Honouring the stalwarts

There are times in our lives when we’re concerned about some condition around us, but we get caught up with more pressing matters and the concern fades for a while. And then, one day, as the wheel turns, something comes along to bring the condition front and centre; we become galvanized.

In recent months, for instance, on a few occasions I have had the thought that we should be doing more to hold up pivotal people across the board in our society, what I call “our stalwart ones,” both for letting them know they’re appreciated and for disseminating their stories for the country at large to inform our history. There was the parallel thought to consider doing something about it, but that was mostly at the back of my mind.  And then, about a week ago, I was in St George’s Cathedral, at a memorial for one such stalwart, the late Hugh Cholmondeley, and the concern came front and centre as I was getting ready to deliver my small tribute to the memory of this special man. It had not been in my mind to say it, but I actually became angry at the thought that here we were again, in a brief homage to a stalwart, but only after he had left us.Miles Fitzpatrick had alluded to the same point in his tribute, and it had stirred me.

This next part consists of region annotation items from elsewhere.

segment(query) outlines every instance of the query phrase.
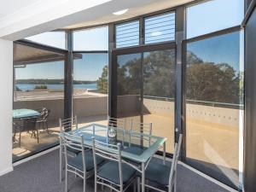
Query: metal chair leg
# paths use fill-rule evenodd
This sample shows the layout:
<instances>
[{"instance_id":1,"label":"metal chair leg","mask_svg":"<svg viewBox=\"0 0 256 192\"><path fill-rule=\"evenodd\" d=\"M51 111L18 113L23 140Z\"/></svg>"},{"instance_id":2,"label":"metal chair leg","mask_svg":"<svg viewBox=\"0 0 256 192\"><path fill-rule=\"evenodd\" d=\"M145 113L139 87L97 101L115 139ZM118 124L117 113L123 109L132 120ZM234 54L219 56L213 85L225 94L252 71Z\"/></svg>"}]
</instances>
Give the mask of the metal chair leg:
<instances>
[{"instance_id":1,"label":"metal chair leg","mask_svg":"<svg viewBox=\"0 0 256 192\"><path fill-rule=\"evenodd\" d=\"M60 143L60 183L62 182L62 147L61 143Z\"/></svg>"},{"instance_id":2,"label":"metal chair leg","mask_svg":"<svg viewBox=\"0 0 256 192\"><path fill-rule=\"evenodd\" d=\"M137 187L137 186L136 186L136 184L137 184L136 181L137 181L137 180L134 180L134 182L133 182L133 191L134 191L134 192L136 192L136 189L136 189L136 187Z\"/></svg>"},{"instance_id":3,"label":"metal chair leg","mask_svg":"<svg viewBox=\"0 0 256 192\"><path fill-rule=\"evenodd\" d=\"M86 192L86 173L84 172L84 192Z\"/></svg>"},{"instance_id":4,"label":"metal chair leg","mask_svg":"<svg viewBox=\"0 0 256 192\"><path fill-rule=\"evenodd\" d=\"M66 170L65 170L65 192L67 192L67 173L68 173L68 172L67 172L67 166L66 166Z\"/></svg>"},{"instance_id":5,"label":"metal chair leg","mask_svg":"<svg viewBox=\"0 0 256 192\"><path fill-rule=\"evenodd\" d=\"M49 129L48 129L48 122L46 121L46 122L45 122L45 124L46 124L46 130L47 130L47 134L49 134Z\"/></svg>"},{"instance_id":6,"label":"metal chair leg","mask_svg":"<svg viewBox=\"0 0 256 192\"><path fill-rule=\"evenodd\" d=\"M21 143L21 132L20 132L20 138L19 138L19 147L20 148L20 143Z\"/></svg>"},{"instance_id":7,"label":"metal chair leg","mask_svg":"<svg viewBox=\"0 0 256 192\"><path fill-rule=\"evenodd\" d=\"M94 176L94 192L97 192L97 177Z\"/></svg>"},{"instance_id":8,"label":"metal chair leg","mask_svg":"<svg viewBox=\"0 0 256 192\"><path fill-rule=\"evenodd\" d=\"M38 136L38 143L39 143L39 135L38 135L38 130L37 130L37 136Z\"/></svg>"},{"instance_id":9,"label":"metal chair leg","mask_svg":"<svg viewBox=\"0 0 256 192\"><path fill-rule=\"evenodd\" d=\"M139 177L137 177L137 191L141 191L141 179Z\"/></svg>"}]
</instances>

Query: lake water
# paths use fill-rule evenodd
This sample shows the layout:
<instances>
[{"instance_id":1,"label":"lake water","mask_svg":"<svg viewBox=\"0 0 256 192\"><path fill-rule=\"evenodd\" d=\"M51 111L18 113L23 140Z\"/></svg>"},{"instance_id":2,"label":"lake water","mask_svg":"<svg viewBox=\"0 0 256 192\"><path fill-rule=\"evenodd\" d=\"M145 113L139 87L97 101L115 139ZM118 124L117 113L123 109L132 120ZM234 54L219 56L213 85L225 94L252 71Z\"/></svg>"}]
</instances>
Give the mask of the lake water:
<instances>
[{"instance_id":1,"label":"lake water","mask_svg":"<svg viewBox=\"0 0 256 192\"><path fill-rule=\"evenodd\" d=\"M32 90L35 89L37 85L42 84L17 84L16 86L22 90ZM44 84L47 85L49 90L63 90L64 84ZM74 90L96 90L97 84L73 84Z\"/></svg>"}]
</instances>

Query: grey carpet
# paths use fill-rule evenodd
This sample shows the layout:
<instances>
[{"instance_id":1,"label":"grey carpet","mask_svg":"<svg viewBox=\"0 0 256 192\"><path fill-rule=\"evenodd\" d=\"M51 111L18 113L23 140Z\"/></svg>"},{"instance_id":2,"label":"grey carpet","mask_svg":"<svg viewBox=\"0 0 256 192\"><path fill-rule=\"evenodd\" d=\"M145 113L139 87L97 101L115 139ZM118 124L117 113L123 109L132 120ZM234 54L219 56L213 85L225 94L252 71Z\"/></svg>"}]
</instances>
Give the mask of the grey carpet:
<instances>
[{"instance_id":1,"label":"grey carpet","mask_svg":"<svg viewBox=\"0 0 256 192\"><path fill-rule=\"evenodd\" d=\"M93 178L87 183L87 191L94 192ZM80 192L83 182L69 175L69 192ZM55 150L15 167L0 177L0 192L62 192L59 183L59 153ZM105 191L107 189L104 189ZM130 189L129 192L132 190ZM190 170L178 166L177 192L227 192Z\"/></svg>"}]
</instances>

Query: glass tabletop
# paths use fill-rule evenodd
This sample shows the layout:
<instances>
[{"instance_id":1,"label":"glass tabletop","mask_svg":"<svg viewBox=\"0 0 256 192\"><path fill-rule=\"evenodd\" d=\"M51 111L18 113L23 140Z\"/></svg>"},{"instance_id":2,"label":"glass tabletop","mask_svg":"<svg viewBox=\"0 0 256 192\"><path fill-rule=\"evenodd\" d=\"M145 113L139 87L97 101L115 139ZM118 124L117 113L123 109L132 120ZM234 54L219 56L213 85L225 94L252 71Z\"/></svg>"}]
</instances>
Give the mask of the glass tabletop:
<instances>
[{"instance_id":1,"label":"glass tabletop","mask_svg":"<svg viewBox=\"0 0 256 192\"><path fill-rule=\"evenodd\" d=\"M110 134L113 131L114 137ZM83 136L84 143L88 146L92 145L92 137L104 143L120 143L122 157L140 163L147 162L166 141L164 137L99 124L90 124L69 133Z\"/></svg>"},{"instance_id":2,"label":"glass tabletop","mask_svg":"<svg viewBox=\"0 0 256 192\"><path fill-rule=\"evenodd\" d=\"M30 118L36 117L38 115L40 115L40 113L32 109L20 108L13 110L13 118L15 119Z\"/></svg>"}]
</instances>

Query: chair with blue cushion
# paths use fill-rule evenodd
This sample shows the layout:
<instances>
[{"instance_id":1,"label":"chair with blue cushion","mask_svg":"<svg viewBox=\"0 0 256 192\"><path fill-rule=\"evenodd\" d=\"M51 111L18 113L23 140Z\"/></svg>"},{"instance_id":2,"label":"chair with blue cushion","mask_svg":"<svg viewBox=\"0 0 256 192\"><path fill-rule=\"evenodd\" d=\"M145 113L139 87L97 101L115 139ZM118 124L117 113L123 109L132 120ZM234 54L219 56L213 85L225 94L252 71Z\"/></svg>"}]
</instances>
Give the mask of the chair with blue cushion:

And so I took a moment before my turn to say that we have to start uplifting these special people; that we are letting them pass generally unheralded.  We are committing this sin all the time.  We are not taking enough notice of our unique sons and daughters.  They pass away; we come to a church service for them; there is a write-up in the paper the next day; and that’s it.  We talk in these services about “celebrating the life of the person,” as we did recently with the late Philip Moore, but that’s too late; we should be doing the celebration before those sad occasions fall. St George’s was full of people come to pay homage, and my comment was probably a bit out of place; I could see the surprise on some faces. It probably didn’t help that I sounded angry, but I was angry; no apologies for that.  We must start the homage earlier and for several reasons.

The first, of course, is that we should make the noise while the subjects, and their close ones, are here to take the bow, to hear the applause, to feel the appreciation for their contributions.

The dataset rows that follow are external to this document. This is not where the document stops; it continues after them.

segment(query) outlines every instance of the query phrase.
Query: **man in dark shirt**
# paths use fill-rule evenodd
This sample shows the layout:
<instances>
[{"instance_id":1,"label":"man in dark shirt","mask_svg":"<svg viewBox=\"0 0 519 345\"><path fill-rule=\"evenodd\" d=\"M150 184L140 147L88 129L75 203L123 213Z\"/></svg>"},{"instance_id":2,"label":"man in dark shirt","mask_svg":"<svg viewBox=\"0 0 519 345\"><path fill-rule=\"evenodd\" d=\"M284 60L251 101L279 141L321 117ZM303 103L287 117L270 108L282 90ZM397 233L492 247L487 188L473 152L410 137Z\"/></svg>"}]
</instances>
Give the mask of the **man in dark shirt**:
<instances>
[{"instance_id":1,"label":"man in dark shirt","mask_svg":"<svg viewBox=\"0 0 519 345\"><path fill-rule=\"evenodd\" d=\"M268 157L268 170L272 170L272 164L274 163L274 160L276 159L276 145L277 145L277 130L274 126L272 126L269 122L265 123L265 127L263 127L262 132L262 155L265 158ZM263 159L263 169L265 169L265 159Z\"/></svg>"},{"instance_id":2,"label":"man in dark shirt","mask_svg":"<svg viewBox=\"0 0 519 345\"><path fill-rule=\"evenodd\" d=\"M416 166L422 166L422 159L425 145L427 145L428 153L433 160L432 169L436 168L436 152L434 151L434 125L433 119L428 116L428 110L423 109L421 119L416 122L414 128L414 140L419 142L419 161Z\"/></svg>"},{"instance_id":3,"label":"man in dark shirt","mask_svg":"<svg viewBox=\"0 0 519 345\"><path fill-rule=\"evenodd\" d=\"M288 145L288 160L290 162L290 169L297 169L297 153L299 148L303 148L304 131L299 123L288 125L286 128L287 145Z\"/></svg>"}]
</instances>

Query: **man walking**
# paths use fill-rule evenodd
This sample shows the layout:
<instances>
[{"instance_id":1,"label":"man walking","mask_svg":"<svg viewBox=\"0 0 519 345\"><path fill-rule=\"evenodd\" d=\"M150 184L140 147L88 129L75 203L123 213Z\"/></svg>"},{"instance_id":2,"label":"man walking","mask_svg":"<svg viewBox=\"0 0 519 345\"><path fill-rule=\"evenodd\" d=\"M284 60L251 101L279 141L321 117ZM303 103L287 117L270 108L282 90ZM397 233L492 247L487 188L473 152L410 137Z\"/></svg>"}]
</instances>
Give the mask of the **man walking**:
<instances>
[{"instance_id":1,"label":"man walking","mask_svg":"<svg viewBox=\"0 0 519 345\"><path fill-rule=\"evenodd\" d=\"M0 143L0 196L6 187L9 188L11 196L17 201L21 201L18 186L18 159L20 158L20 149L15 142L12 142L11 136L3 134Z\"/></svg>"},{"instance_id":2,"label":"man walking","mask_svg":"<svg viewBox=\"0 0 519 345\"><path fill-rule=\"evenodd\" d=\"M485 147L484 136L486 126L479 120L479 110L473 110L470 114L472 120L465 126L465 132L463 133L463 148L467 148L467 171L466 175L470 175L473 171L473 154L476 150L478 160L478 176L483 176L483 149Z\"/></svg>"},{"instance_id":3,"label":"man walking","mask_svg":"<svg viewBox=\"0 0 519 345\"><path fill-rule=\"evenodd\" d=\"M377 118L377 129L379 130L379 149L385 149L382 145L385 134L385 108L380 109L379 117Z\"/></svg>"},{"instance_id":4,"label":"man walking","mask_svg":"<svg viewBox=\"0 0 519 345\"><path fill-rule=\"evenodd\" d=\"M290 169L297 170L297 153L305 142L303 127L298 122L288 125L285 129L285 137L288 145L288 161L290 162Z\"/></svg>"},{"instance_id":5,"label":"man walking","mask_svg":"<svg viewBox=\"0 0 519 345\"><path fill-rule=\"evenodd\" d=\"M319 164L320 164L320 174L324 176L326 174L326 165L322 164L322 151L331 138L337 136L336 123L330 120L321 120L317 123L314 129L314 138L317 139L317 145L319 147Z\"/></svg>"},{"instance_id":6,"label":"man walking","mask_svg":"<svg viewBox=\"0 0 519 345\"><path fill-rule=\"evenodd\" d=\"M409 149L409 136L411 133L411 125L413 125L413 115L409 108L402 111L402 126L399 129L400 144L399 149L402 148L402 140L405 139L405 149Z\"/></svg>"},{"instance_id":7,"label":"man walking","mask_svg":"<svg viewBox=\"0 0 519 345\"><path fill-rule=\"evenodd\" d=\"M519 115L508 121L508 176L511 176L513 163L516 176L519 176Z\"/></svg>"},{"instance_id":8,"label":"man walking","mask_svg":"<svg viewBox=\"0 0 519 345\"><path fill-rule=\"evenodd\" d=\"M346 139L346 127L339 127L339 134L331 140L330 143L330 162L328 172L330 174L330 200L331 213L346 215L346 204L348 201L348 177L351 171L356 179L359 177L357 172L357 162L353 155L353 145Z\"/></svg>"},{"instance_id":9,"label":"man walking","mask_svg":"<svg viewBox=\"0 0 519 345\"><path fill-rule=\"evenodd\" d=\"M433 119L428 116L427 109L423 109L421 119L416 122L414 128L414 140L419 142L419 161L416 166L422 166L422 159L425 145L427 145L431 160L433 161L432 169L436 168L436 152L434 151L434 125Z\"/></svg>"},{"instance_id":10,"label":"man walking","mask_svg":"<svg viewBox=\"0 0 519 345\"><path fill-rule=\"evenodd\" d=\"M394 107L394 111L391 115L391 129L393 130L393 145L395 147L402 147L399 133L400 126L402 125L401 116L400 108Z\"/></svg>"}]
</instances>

The second reason, the wider purpose, is for the nation.  I keep referring to these “examples of excellence” among us who often remain unknown outside of their area of specialty; we should be educating our young people about the levels these exceptional Guyanese have reached. Hugh Cholmondeley is a classic example of an achiever not honoured by his own.  Outside his circle of influence, how many Guyanese know that he was a principal architect in radio broadcasting here, and in the formation of the Caribbean Broadcasting Union (CBU), and the Caribbean News Agency (CANA)? How many know of his work in UNESCO, and that in recent years his skills as a diplomat were being sought in several trouble spots around the world?

The public appetite for negative news can easily leave a young person with a very bleak view of the potential among us, and that appetite is a given, so we should also be providing inspiration for our young people by turning the spotlight on the excellent ones to illustrate that there is indeed value among us.
After the memorial to Hugh at the Cathedral, several people buttonholed me endorsing my point about recognition, and agreeing that it’s a lack to be corrected.  So I’m making a small start. As of today, I will be working to generate a series of 30-minute television interviews with each programme focusing on one of these Guyanese stalwarts still living.  By engaging the persons themselves, we will be getting the details right and, just as usefully, we will be able to unravel the specifics in each case – motivations; approaches; responses to adversity; etc – that underpin the achievements. The approach will not be to recite their accomplishments but rather, as the videographer Errol Brewster has attempted, to delve deeper into the individual so as to get some understanding of the why and the how of their singularity. It will make fascinating viewing.

With today’s micro-technology, production won’t be costly; the major expense will be the air time to broadcast the programme, at least once a fortnight, and I will seek a sponsor(s) to cover that.
The working title of the programme will be ‘Islands in the River,’ and the subjects on the programme will include the obvious stalwarts among us – athletes, community leaders, artistes, etc – who stand out from the stream of the society they inhabit. However, the subjects will also include lesser known individuals, out of the public spotlight, who have demonstrated in their lives that they are outstanding persons – a woman in the Waini running a farm single-handed, for example – and whose story would motivate other Guyanese.  I know of several examples going in, and as the programme rolls out I suspect viewers will suggest other “islands” to be noticed.

We’ve essentially missed the boat already on two recent examples – Philip and Hugh – but many other stalwarts remain who are deserving of our notice, and we must engage them. Hopefully, if the television programme comes to pass, it will stir more substantial and more concrete recognition of the special people in our society.  The way it is now, we are diminishing the very fabric of who we are when we fail to capture those individuals in our tapestries.